The President’s Millennium Vaccine Initiative: In his State of the Union address, President Clinton called for concerted international action to combat infectious diseases, which kill more than eight million children worldwide and orphan millions more. Recognizing that vaccines are a critical, cost-effective weapon in the fight against these diseases, the President announced a multi-part Millennium Vaccine Initiative:
- A new financial commitment to purchase and deliver existing vaccines in poor countries. As Vice President Gore told the U. N. Security Council earlier this month, the Administration’s FY 2001 budget includes a proposed $50 million contribution to the vaccine purchase fund of the GAVI.
- Increased investments in health in developing countries. The President is calling on the World Bank and other multilateral development banks to dedicate an additional $400 million to $900 million annually of their low-interest-rate loans to expand immunization, prevent and treat infectious diseases, and build effective delivery systems for other basic health services. These investments are as central to economic progress as investments in education and physical infrastructure, and they would build on the new focus on basic health services that we have supported as part of the Highly Indebted Poor Countries (HIPC) debt initiative. This proposed shift in existing resources does not require additional U.S. budget expenditures.
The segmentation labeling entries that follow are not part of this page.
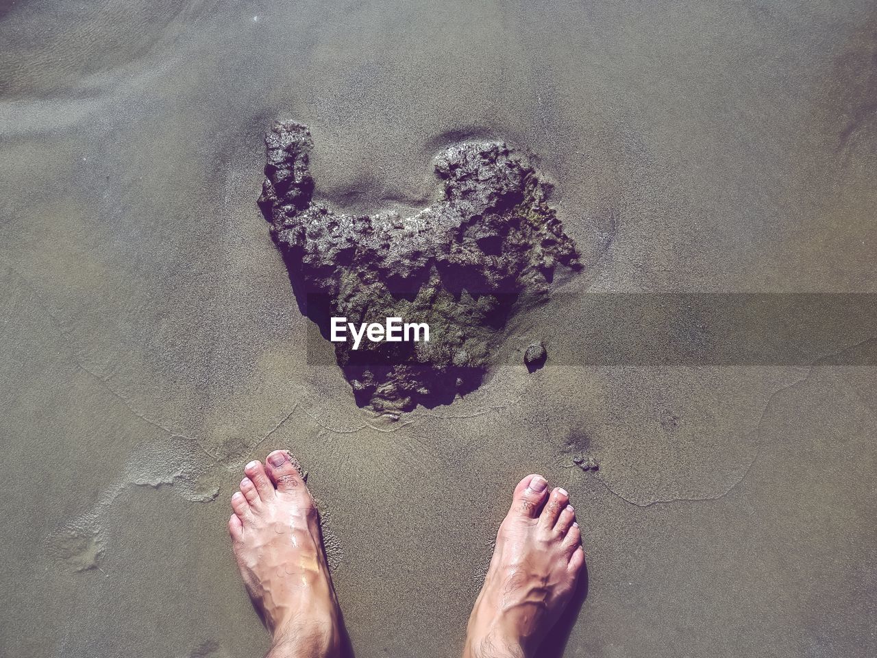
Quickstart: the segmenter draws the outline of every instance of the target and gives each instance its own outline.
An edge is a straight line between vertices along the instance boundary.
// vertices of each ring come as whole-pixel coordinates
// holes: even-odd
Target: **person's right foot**
[[[567,492],[549,496],[547,487],[541,476],[527,476],[515,489],[463,658],[532,658],[575,590],[585,563],[581,534]]]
- A significant increase in basic research on diseases that affect developing nations. The Administration’s FY 2001 budget for the National Institutes of Health includes a sharp step-up in research critical to the development of vaccines for malaria, tuberculosis, and HIV/AIDS.
- A new tax credit for sales of vaccines for malaria, tuberculosis, and HIV/AIDS to accelerate the invention and production of these vaccines. Because developing countries often cannot afford to buy vaccines, the market provides little incentive for pharmaceutical companies to develop vaccines for diseases that disproportionately affect those countries. This tax credit would provide such an incentive, because every dollar paid by a qualifying organization to buy a qualifying vaccine would be matched by a dollar of tax credits – representing up to $1 billion of additional funding for future vaccine purchases.
- A call to the G-7. This summer in Okinawa, the President will work with our G-7 partners to ensure a future market for critically needed vaccines.